Según dicen, vivimos en la era de la posverdad. La posverdad se define como “relacionarse o denotar circunstancias en las que los hechos objetivos influyen menos en la formación de la opinión pública que las apelaciones a la emoción y la creencia personal” (lexico.com). Si bien esta puede ser una descripción adecuada de lo que parece estar sucediendo dentro del ámbito político actual, la posverdad no es un término que yo usaría para describir el mundo en el que realmente vivimos.

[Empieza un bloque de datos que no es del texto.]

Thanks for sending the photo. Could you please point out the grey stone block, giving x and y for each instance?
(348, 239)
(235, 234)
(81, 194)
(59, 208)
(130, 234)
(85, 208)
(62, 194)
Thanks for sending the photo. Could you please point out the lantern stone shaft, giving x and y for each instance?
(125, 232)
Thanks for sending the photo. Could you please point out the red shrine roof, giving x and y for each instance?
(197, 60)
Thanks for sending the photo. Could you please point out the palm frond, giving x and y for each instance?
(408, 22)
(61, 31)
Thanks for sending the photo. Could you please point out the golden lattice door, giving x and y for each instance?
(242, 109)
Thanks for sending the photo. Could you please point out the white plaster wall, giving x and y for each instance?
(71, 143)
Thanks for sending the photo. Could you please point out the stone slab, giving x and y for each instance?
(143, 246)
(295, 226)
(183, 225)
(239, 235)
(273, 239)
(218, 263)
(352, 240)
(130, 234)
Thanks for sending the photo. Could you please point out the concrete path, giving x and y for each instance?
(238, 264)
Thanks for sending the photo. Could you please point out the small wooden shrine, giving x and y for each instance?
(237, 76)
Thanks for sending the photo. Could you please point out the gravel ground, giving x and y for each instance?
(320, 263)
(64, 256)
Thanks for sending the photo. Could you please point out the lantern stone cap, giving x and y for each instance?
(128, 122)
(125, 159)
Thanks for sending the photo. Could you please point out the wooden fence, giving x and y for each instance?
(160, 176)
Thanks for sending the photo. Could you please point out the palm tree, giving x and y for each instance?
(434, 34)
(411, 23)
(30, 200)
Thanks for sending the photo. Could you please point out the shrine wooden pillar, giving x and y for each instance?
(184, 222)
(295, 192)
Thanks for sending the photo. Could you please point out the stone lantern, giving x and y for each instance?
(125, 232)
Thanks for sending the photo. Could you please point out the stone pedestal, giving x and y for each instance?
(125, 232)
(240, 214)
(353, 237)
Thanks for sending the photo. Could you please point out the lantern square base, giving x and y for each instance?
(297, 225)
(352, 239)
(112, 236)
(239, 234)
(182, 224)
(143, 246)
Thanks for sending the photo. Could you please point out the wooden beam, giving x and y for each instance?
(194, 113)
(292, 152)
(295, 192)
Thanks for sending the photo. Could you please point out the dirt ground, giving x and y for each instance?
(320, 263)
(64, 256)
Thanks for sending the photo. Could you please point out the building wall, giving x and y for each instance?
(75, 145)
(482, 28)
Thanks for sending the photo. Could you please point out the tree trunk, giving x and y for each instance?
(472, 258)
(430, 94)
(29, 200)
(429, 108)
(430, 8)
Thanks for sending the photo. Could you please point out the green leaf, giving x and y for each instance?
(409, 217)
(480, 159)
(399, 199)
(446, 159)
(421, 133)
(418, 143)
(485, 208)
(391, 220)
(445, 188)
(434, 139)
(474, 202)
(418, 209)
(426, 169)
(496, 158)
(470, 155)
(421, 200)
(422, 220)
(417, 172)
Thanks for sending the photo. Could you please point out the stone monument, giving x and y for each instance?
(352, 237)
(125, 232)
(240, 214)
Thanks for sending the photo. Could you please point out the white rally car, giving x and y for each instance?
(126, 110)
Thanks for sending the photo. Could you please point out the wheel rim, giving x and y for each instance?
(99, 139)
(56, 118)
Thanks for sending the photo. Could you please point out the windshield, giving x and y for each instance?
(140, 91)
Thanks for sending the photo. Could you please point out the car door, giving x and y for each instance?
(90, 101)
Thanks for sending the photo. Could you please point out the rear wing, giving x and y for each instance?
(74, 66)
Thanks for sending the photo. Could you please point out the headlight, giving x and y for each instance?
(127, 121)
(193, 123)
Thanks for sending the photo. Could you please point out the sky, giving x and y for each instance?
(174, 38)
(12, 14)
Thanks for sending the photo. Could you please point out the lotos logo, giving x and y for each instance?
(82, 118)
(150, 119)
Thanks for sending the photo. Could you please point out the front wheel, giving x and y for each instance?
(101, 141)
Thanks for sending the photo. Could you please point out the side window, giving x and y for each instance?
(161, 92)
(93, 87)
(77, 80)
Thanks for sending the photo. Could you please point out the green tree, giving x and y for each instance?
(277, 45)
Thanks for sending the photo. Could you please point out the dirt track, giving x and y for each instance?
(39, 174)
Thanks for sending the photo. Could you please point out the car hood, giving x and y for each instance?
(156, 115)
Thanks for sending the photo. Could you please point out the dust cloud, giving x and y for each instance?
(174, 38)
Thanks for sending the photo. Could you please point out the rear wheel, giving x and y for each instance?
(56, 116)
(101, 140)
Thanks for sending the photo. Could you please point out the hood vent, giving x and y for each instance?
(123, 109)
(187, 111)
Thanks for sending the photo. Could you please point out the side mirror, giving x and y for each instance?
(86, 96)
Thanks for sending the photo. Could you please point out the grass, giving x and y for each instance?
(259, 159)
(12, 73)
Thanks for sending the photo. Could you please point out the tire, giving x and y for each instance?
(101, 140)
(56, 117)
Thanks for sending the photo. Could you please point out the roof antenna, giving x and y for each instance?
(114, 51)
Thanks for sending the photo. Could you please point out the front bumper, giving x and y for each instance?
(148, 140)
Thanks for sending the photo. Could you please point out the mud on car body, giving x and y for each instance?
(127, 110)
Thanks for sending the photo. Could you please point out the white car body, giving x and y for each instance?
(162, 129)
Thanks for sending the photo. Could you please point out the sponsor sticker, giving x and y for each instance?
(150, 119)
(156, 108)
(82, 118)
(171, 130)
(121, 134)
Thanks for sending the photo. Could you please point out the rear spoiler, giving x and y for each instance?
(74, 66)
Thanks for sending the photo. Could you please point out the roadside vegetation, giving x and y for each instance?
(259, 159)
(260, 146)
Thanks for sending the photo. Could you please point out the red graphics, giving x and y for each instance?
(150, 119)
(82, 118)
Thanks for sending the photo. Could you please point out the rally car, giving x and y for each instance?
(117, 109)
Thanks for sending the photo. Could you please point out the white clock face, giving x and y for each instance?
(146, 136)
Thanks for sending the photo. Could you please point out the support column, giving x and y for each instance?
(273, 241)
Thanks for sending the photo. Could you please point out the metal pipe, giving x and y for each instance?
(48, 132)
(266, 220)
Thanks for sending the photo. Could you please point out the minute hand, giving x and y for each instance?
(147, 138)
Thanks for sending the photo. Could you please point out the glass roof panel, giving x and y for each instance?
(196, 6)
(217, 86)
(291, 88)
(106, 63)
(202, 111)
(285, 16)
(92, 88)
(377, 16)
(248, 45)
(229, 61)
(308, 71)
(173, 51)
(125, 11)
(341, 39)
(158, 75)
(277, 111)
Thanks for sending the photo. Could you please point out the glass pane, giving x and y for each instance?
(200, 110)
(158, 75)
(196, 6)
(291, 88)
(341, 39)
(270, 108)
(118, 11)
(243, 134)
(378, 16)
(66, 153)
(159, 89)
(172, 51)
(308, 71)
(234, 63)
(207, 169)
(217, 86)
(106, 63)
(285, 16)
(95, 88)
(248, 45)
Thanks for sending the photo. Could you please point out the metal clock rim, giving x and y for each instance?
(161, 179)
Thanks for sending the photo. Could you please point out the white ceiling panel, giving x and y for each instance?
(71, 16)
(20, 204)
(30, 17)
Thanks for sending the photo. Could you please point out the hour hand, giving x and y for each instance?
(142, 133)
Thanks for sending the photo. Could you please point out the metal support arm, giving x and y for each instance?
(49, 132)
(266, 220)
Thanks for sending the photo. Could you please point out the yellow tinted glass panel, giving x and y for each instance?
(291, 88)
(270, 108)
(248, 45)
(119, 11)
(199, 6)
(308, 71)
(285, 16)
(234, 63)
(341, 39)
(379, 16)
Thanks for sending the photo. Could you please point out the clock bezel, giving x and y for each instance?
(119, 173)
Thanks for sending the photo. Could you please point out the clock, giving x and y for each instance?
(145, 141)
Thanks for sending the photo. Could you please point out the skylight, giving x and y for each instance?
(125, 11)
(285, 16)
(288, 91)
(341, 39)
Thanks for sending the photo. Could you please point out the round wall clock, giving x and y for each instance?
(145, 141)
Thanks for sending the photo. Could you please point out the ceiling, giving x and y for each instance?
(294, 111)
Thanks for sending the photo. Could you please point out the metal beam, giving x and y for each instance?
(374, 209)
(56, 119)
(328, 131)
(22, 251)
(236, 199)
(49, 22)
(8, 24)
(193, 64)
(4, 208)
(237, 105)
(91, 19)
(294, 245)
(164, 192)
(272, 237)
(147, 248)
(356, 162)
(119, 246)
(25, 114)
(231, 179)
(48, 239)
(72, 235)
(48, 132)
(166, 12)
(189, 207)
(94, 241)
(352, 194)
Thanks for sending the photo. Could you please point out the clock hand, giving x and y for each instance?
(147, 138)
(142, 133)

Y he aquí por qué:
Como Científico Cristiano, he llegado a apreciar la Verdad —con V mayúscula— no como una representación con demasiada frecuencia subjetiva de los hechos, sino como un sinónimo de Dios; como aquello que, por su propia naturaleza, es infalible e invariable, enteramente bueno, completamente puro; como algo en lo que puedo confiar sin cuestionar y sin excepción; como aquello que, incluso cuando se lo resiste, tarde o temprano encuentra la manera de dar a conocer su presencia en mi experiencia.
Entonces, cuando escucho el término posverdad (que traduzco como “pos Verdad”), tiendo a escuchar “pos-Dios”, e independientemente de nuestra posición política, estoy seguro de que muchos estarán de acuerdo en que no vivimos en un mundo sin Dios.